Der Verwaltungsgerichtshof hat über den Antrag 1. des Dr. A und 2. der W, beide vertreten durch Dr. I, Rechtsanwältin, der gegen den Bescheid der Bezirkshauptmannschaft Bregenz vom , Zl.  BHBR-I-3300.00-2006/0003, betreffend Nachbareinwendungen im Bauverfahren (mitbeteiligte Parteien:

1. Dipl. Ing. C, 2. Dipl. Ing. J, 3. S, alle vertreten durch L F Rechtsanwälte Partnerschaft, 4. G, vertreten durch den Bürgermeister), erhobenen und zur hg. Zl. 2006/06/0224 protokollierten Beschwerde die aufschiebende Wirkung zuzuerkennen, den Beschluss gefasst:

Spruch

Gemäß § 30 Abs. 2 VwGG wird dem Antrag nicht stattgegeben.

Begründung

Die Beschwerdeführer sind Nachbarn in einem Baubewilligungsverfahren, in welchem den erst- bis drittmitbeteiligten Parteien im gemeindebehördlichen Verfahren die Baubewilligung für die Errichtung eines Einfamilienhauses und eines Doppelwohnhauses auf dem Grundstück Nr. 1199/3, GB L., erteilt wurde. Mit dem in Beschwerde gezogenen Bescheid wurde die Vorstellung der Beschwerdeführer gegen den Berufungsbescheid der Berufungskommission der viertmitbeteiligten Partei als unbegründet abgewiesen. Die Beschwerde gegen diesen Bescheid haben die Beschwerdeführer mit dem Antrag verbunden, dieser aufschiebende Wirkung zuzuerkennen.

Ihren Antrag begründen die Beschwerdeführer damit, dass bei einem Baubeginn die begründete Gefahr von Hangrutschungen und Schäden am Grundstück der Beschwerdeführer bestehe. Bereits im Jahr 2000 sei in dem in einem anderen Verfahren eingeholten Gutachten darauf hingewiesen worden, dass auf Grund der vorgefundenen Felsschicht und der darüber liegenden Tone und Schluffe die Gefahr der Ausbildung einer Gleitfläche gegeben sei. In früheren Jahren habe es zudem schon Hangrutschungen in dieser Gegend gegeben und habe sich diese Gefahr auf Grund der zunehmend extremen Witterungsverhältnisse, die landesweit zu Vermurungen, Überschwemmungen und Hangrutschungen geführt hätten, noch vergrößert.

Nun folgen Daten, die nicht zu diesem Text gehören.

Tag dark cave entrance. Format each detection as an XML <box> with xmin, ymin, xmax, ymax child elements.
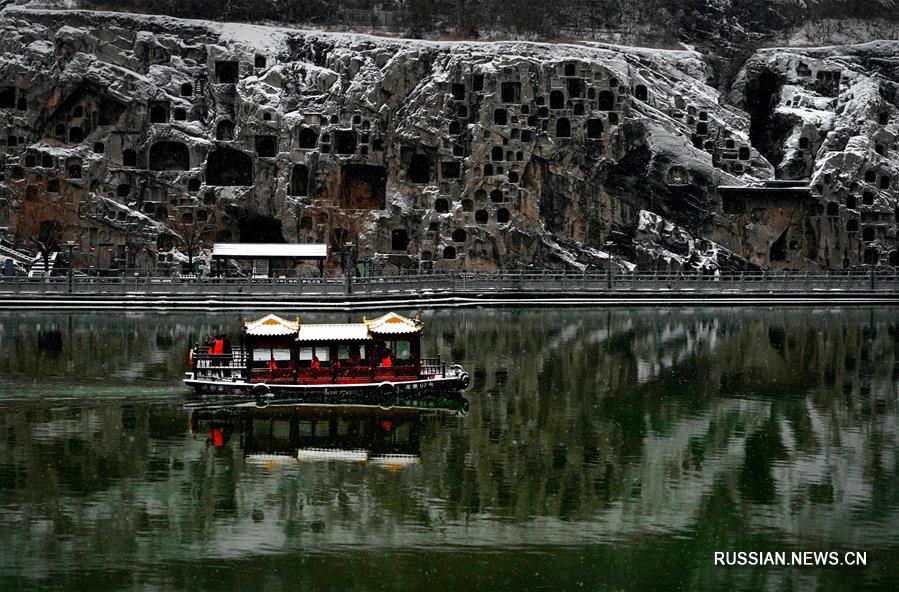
<box><xmin>333</xmin><ymin>130</ymin><xmax>357</xmax><ymax>155</ymax></box>
<box><xmin>408</xmin><ymin>154</ymin><xmax>431</xmax><ymax>183</ymax></box>
<box><xmin>391</xmin><ymin>229</ymin><xmax>409</xmax><ymax>251</ymax></box>
<box><xmin>149</xmin><ymin>141</ymin><xmax>190</xmax><ymax>171</ymax></box>
<box><xmin>746</xmin><ymin>69</ymin><xmax>789</xmax><ymax>173</ymax></box>
<box><xmin>769</xmin><ymin>229</ymin><xmax>788</xmax><ymax>262</ymax></box>
<box><xmin>298</xmin><ymin>127</ymin><xmax>318</xmax><ymax>149</ymax></box>
<box><xmin>339</xmin><ymin>164</ymin><xmax>386</xmax><ymax>209</ymax></box>
<box><xmin>289</xmin><ymin>165</ymin><xmax>309</xmax><ymax>196</ymax></box>
<box><xmin>237</xmin><ymin>211</ymin><xmax>284</xmax><ymax>243</ymax></box>
<box><xmin>206</xmin><ymin>146</ymin><xmax>253</xmax><ymax>186</ymax></box>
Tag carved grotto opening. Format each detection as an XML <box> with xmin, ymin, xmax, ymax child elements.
<box><xmin>206</xmin><ymin>146</ymin><xmax>253</xmax><ymax>186</ymax></box>
<box><xmin>339</xmin><ymin>164</ymin><xmax>386</xmax><ymax>209</ymax></box>
<box><xmin>289</xmin><ymin>165</ymin><xmax>309</xmax><ymax>196</ymax></box>
<box><xmin>149</xmin><ymin>141</ymin><xmax>190</xmax><ymax>171</ymax></box>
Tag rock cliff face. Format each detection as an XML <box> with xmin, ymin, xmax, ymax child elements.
<box><xmin>0</xmin><ymin>5</ymin><xmax>897</xmax><ymax>273</ymax></box>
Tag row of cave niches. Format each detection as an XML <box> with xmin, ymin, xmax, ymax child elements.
<box><xmin>813</xmin><ymin>169</ymin><xmax>899</xmax><ymax>264</ymax></box>
<box><xmin>442</xmin><ymin>65</ymin><xmax>628</xmax><ymax>164</ymax></box>
<box><xmin>666</xmin><ymin>100</ymin><xmax>754</xmax><ymax>175</ymax></box>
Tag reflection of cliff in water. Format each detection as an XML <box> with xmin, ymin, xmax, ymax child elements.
<box><xmin>0</xmin><ymin>308</ymin><xmax>897</xmax><ymax>574</ymax></box>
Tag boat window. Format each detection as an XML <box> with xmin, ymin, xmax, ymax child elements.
<box><xmin>298</xmin><ymin>421</ymin><xmax>314</xmax><ymax>436</ymax></box>
<box><xmin>272</xmin><ymin>421</ymin><xmax>290</xmax><ymax>439</ymax></box>
<box><xmin>253</xmin><ymin>348</ymin><xmax>292</xmax><ymax>367</ymax></box>
<box><xmin>394</xmin><ymin>340</ymin><xmax>411</xmax><ymax>359</ymax></box>
<box><xmin>299</xmin><ymin>347</ymin><xmax>313</xmax><ymax>361</ymax></box>
<box><xmin>252</xmin><ymin>419</ymin><xmax>271</xmax><ymax>437</ymax></box>
<box><xmin>338</xmin><ymin>345</ymin><xmax>350</xmax><ymax>360</ymax></box>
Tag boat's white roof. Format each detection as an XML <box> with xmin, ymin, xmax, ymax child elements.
<box><xmin>297</xmin><ymin>323</ymin><xmax>370</xmax><ymax>342</ymax></box>
<box><xmin>243</xmin><ymin>312</ymin><xmax>420</xmax><ymax>340</ymax></box>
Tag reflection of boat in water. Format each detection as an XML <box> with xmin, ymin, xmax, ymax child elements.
<box><xmin>184</xmin><ymin>312</ymin><xmax>470</xmax><ymax>407</ymax></box>
<box><xmin>189</xmin><ymin>397</ymin><xmax>467</xmax><ymax>466</ymax></box>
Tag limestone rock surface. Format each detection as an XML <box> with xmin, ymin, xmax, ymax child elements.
<box><xmin>0</xmin><ymin>5</ymin><xmax>897</xmax><ymax>272</ymax></box>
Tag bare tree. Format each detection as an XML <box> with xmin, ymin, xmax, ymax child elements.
<box><xmin>9</xmin><ymin>183</ymin><xmax>79</xmax><ymax>275</ymax></box>
<box><xmin>171</xmin><ymin>207</ymin><xmax>216</xmax><ymax>269</ymax></box>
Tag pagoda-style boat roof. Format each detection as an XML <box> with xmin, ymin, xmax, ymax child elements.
<box><xmin>244</xmin><ymin>314</ymin><xmax>300</xmax><ymax>336</ymax></box>
<box><xmin>243</xmin><ymin>312</ymin><xmax>421</xmax><ymax>341</ymax></box>
<box><xmin>365</xmin><ymin>312</ymin><xmax>422</xmax><ymax>335</ymax></box>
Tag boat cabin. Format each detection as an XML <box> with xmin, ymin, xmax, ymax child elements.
<box><xmin>242</xmin><ymin>312</ymin><xmax>427</xmax><ymax>385</ymax></box>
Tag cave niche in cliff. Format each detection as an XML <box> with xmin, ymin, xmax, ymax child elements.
<box><xmin>567</xmin><ymin>78</ymin><xmax>584</xmax><ymax>99</ymax></box>
<box><xmin>237</xmin><ymin>211</ymin><xmax>283</xmax><ymax>243</ymax></box>
<box><xmin>333</xmin><ymin>130</ymin><xmax>357</xmax><ymax>155</ymax></box>
<box><xmin>550</xmin><ymin>91</ymin><xmax>564</xmax><ymax>109</ymax></box>
<box><xmin>408</xmin><ymin>154</ymin><xmax>431</xmax><ymax>183</ymax></box>
<box><xmin>864</xmin><ymin>247</ymin><xmax>879</xmax><ymax>265</ymax></box>
<box><xmin>339</xmin><ymin>164</ymin><xmax>386</xmax><ymax>209</ymax></box>
<box><xmin>862</xmin><ymin>226</ymin><xmax>875</xmax><ymax>241</ymax></box>
<box><xmin>289</xmin><ymin>165</ymin><xmax>309</xmax><ymax>196</ymax></box>
<box><xmin>216</xmin><ymin>120</ymin><xmax>235</xmax><ymax>141</ymax></box>
<box><xmin>501</xmin><ymin>82</ymin><xmax>520</xmax><ymax>104</ymax></box>
<box><xmin>0</xmin><ymin>87</ymin><xmax>15</xmax><ymax>108</ymax></box>
<box><xmin>597</xmin><ymin>91</ymin><xmax>614</xmax><ymax>111</ymax></box>
<box><xmin>441</xmin><ymin>161</ymin><xmax>460</xmax><ymax>179</ymax></box>
<box><xmin>298</xmin><ymin>127</ymin><xmax>318</xmax><ymax>149</ymax></box>
<box><xmin>256</xmin><ymin>135</ymin><xmax>278</xmax><ymax>157</ymax></box>
<box><xmin>149</xmin><ymin>101</ymin><xmax>169</xmax><ymax>123</ymax></box>
<box><xmin>770</xmin><ymin>229</ymin><xmax>788</xmax><ymax>262</ymax></box>
<box><xmin>149</xmin><ymin>141</ymin><xmax>190</xmax><ymax>171</ymax></box>
<box><xmin>586</xmin><ymin>119</ymin><xmax>603</xmax><ymax>139</ymax></box>
<box><xmin>215</xmin><ymin>61</ymin><xmax>239</xmax><ymax>84</ymax></box>
<box><xmin>391</xmin><ymin>229</ymin><xmax>409</xmax><ymax>251</ymax></box>
<box><xmin>206</xmin><ymin>146</ymin><xmax>253</xmax><ymax>186</ymax></box>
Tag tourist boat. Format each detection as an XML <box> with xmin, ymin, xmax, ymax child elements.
<box><xmin>184</xmin><ymin>312</ymin><xmax>470</xmax><ymax>406</ymax></box>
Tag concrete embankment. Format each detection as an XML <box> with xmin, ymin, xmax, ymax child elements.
<box><xmin>2</xmin><ymin>290</ymin><xmax>899</xmax><ymax>310</ymax></box>
<box><xmin>3</xmin><ymin>272</ymin><xmax>898</xmax><ymax>309</ymax></box>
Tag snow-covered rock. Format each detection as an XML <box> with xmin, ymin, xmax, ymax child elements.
<box><xmin>0</xmin><ymin>5</ymin><xmax>896</xmax><ymax>272</ymax></box>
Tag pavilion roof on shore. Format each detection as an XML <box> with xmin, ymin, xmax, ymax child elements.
<box><xmin>212</xmin><ymin>243</ymin><xmax>328</xmax><ymax>259</ymax></box>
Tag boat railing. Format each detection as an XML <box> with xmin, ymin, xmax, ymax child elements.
<box><xmin>193</xmin><ymin>353</ymin><xmax>248</xmax><ymax>368</ymax></box>
<box><xmin>419</xmin><ymin>357</ymin><xmax>446</xmax><ymax>378</ymax></box>
<box><xmin>244</xmin><ymin>364</ymin><xmax>423</xmax><ymax>384</ymax></box>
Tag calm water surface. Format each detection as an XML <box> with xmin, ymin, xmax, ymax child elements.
<box><xmin>0</xmin><ymin>307</ymin><xmax>897</xmax><ymax>591</ymax></box>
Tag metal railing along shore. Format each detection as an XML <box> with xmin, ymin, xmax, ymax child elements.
<box><xmin>0</xmin><ymin>269</ymin><xmax>897</xmax><ymax>297</ymax></box>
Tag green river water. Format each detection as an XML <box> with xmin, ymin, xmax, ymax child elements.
<box><xmin>0</xmin><ymin>307</ymin><xmax>897</xmax><ymax>591</ymax></box>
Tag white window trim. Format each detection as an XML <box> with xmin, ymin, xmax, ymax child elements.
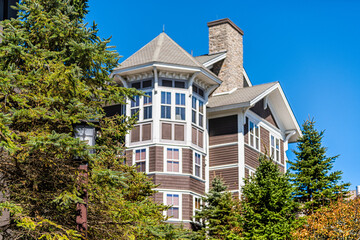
<box><xmin>269</xmin><ymin>134</ymin><xmax>281</xmax><ymax>162</ymax></box>
<box><xmin>191</xmin><ymin>95</ymin><xmax>205</xmax><ymax>129</ymax></box>
<box><xmin>175</xmin><ymin>93</ymin><xmax>186</xmax><ymax>121</ymax></box>
<box><xmin>159</xmin><ymin>87</ymin><xmax>188</xmax><ymax>123</ymax></box>
<box><xmin>163</xmin><ymin>147</ymin><xmax>182</xmax><ymax>173</ymax></box>
<box><xmin>248</xmin><ymin>119</ymin><xmax>261</xmax><ymax>152</ymax></box>
<box><xmin>193</xmin><ymin>151</ymin><xmax>202</xmax><ymax>179</ymax></box>
<box><xmin>142</xmin><ymin>91</ymin><xmax>153</xmax><ymax>120</ymax></box>
<box><xmin>132</xmin><ymin>147</ymin><xmax>149</xmax><ymax>174</ymax></box>
<box><xmin>193</xmin><ymin>195</ymin><xmax>202</xmax><ymax>222</ymax></box>
<box><xmin>163</xmin><ymin>192</ymin><xmax>182</xmax><ymax>221</ymax></box>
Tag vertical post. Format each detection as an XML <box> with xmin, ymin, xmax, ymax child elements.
<box><xmin>76</xmin><ymin>164</ymin><xmax>88</xmax><ymax>239</ymax></box>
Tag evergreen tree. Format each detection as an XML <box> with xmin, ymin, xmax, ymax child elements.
<box><xmin>192</xmin><ymin>177</ymin><xmax>241</xmax><ymax>240</ymax></box>
<box><xmin>288</xmin><ymin>119</ymin><xmax>349</xmax><ymax>215</ymax></box>
<box><xmin>241</xmin><ymin>154</ymin><xmax>297</xmax><ymax>239</ymax></box>
<box><xmin>0</xmin><ymin>0</ymin><xmax>175</xmax><ymax>239</ymax></box>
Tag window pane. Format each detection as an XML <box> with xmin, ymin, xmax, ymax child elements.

Da unterhalb von 1,5 bis 2,0 bzw. 2,8 m Tiefe eine Felsschicht vorgefunden worden sei, die Aushubtiefe der Gebäude jedoch 3 m betrage, seien Felssprengungen erforderlich, deren Auswirkungen auf das Grundstück der Beschwerdeführer nicht abgeschätzt werden könnten. Gehe man von der Stellungnahme der P ZT GmbH vom aus, die den Beschwerdeführern nie vorgelegt worden sei, wären bei allfälligen Sprengungen noch zusätzliche Maßnahmen erforderlich, über die die Baubehörden bis heute nicht abgesprochen hätten.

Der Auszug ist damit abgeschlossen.